It all started with an announcement in the school newsletter. In November 2004, parents at the Shamrock Middle School in DeKalb County, Georgia, were notified of a PTA meeting in January to discuss a new abstinence-only-until-marriage curriculum for eighth graders.
Sue Briss was one of several parents for whom a red flag was raised as soon as she read the words “abstinence-only.” As local parents like Briss started sharing their concerns with one another about the new curriculum, they soon formed a loose-knit group dedicated to looking deeper into the situation. In the end, about 15 parents organized and spent the months of December and January researching the curriculum, meeting with the principal, and trying to sound the alarm throughout the community. As luck would have it, in early December, the proposed curriculum, Choosing the Best, was singled out in a report by a Congressional committee, which listed it as one of 11 curricula used by federally funded abstinence-only-until-marriage programs that contain false and misleading information and perpetuate harmful stereotypes.
For Briss, Choosing the Best posed more than just accuracy problems. She was also concerned with a lack of privacy. The curriculum’s workbook had students answer all sorts of personal questions, including family information, drinking habits, and sexual experiences. All of which was collected in a workbook bearing the student’s name and handed back to the teacher.
Needless to say, when the PTA meeting rolled around in January of this year, the parents in DeKalb County were armed and ready. The questions began as soon as the representative from Choosing the Best started his presentation, and they continued throughout the meeting. Afterwards a reporter from The Atlanta Journal Constitution who was covering the story found out that Choosing the Best had never gone through the appropriate channels for approval by the school board, and in March the curriculum was removed from the schools.

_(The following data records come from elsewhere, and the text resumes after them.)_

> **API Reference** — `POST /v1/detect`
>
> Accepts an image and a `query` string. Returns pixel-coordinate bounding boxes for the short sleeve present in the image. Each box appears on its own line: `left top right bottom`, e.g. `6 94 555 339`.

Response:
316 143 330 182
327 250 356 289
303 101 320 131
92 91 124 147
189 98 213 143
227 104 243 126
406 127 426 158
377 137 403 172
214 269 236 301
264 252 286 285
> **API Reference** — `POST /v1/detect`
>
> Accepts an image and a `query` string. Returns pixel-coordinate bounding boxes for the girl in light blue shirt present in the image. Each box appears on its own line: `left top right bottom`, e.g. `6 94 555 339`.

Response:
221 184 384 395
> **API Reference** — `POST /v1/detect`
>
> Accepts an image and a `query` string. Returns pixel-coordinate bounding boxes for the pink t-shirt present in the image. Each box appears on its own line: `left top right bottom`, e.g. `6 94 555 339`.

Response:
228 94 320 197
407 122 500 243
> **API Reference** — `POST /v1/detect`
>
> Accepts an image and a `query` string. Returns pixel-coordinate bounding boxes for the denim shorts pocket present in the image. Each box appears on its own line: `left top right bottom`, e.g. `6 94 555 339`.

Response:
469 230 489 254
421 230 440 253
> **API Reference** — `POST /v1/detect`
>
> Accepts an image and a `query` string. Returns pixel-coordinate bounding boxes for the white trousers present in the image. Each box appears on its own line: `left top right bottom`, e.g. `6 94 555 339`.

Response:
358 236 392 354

Even though Briss and her fellow parents achieved local success, many of them don’t plan on leaving behind this issue any time soon. They formed Georgia Parents for Responsible Health Education and are taking their cause for comprehensive sex education to the greater metro area in Atlanta. This fall they will hold forums called “Let’s Talk” for parents to start a dialog about sex education and discuss what kind of education they want for their kids. In Briss’s view, “Any solid sex ed program is going to emphasize abstinence and refusal skills, but it is equally important to give kids the facts when it comes to contraception. This information is vital in protecting against STDs, HIV, and unintended pregnancies.” Parents shouldn’t just sit back and assume that their kids are getting proper sex ed. They need to be proactive, and as Briss said, “When they do become informed, many parents are starting to realize that they got better sex ed in school than their kids are currently getting.” It’s hard to believe that we, as a country, could be moving backwards instead of forwards when it comes to sex ed; however, Briss’s story makes clear that even with a small group of people it’s possible to reverse course.